Ha proseguito riferendo di aver lasciato l’Iraq poiché il proprio villaggio, Bashir, era spesso teatro di scontri tra gruppi militari e paramilitari e che, in quanto curdo sunnita, la sua vita era in pericolo trovandosi in una zona di confine, ove la maggioranza della popolazione era sciita. Ha poi narrato che nel 2013 era stato istituito il Daesh (Stato Islamico); che da quel momento Bashir era diventata teatro di scontri tra gruppi militari e paramilitari iracheni; che la maggior parte della zona era controllata da Peshmerga1 che proteggevano la popolazione curda; che questi proteggevano indistintamente arabi, curdi, sunniti e sciiti senza fare distinzioni. Ha poi aggiunto che i Peshmerga, temendo di andare al mercato per questioni di sicurezza, avevano chiesto alla sua famiglia di comprare dei prodotti alimentari per loro e che la sua famiglia aveva accettato; che tuttavia, da allora, i gruppi sciiti della zona si erano arrabbiati ed accaniti contro di loro, sottoponendoli a controlli e minacciandoli tramite lettere e volantini. Sul punto ha precisato che la sua famiglia aveva avvisato i Peshmerga di queste minacce e che il comandante del reparto li aveva tranquillizzati dicendo che avrebbero pensato loro a proteggerli.

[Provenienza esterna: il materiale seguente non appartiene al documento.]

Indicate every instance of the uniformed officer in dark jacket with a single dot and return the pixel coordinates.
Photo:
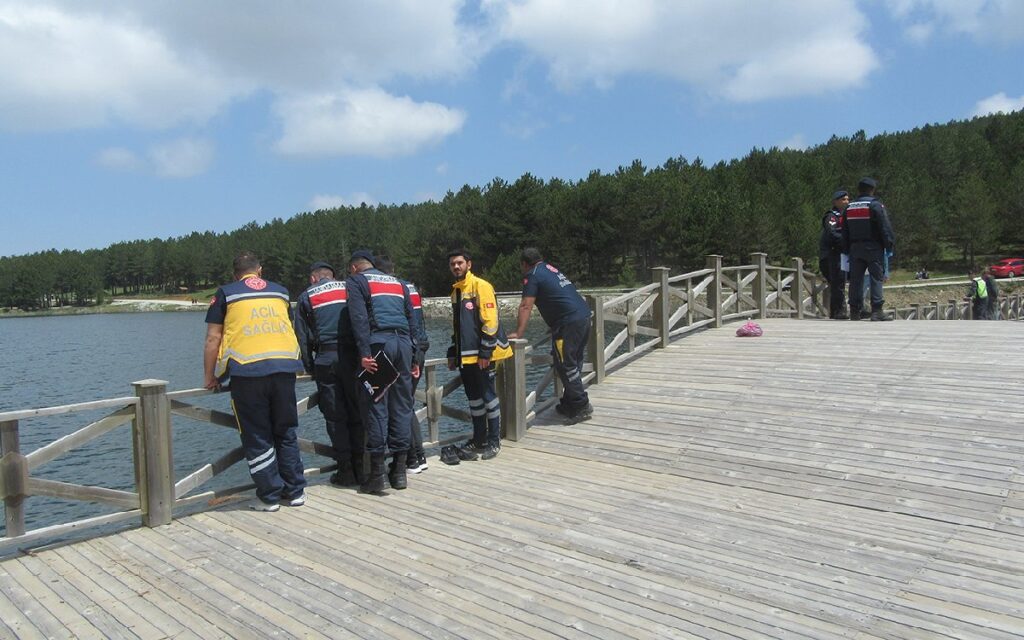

Ha continuato riferendo che un giorno, mentre aspettava al negozio il fratello che stava portando la merce acquistata al mercato, aveva sentito un forte boato e che, una volta giunto sul posto, aveva visto il camion incendiato ed il fratello gravemente ustionato; che il fratello era poi deceduto durante il trasporto in ospedale e che, a seguito di accertamenti della polizia, avevano scoperto che era stata collocata una bomba nel camion; che secondo lui i responsabili erano stati gli sciiti di Assaib Ahl Al Haq.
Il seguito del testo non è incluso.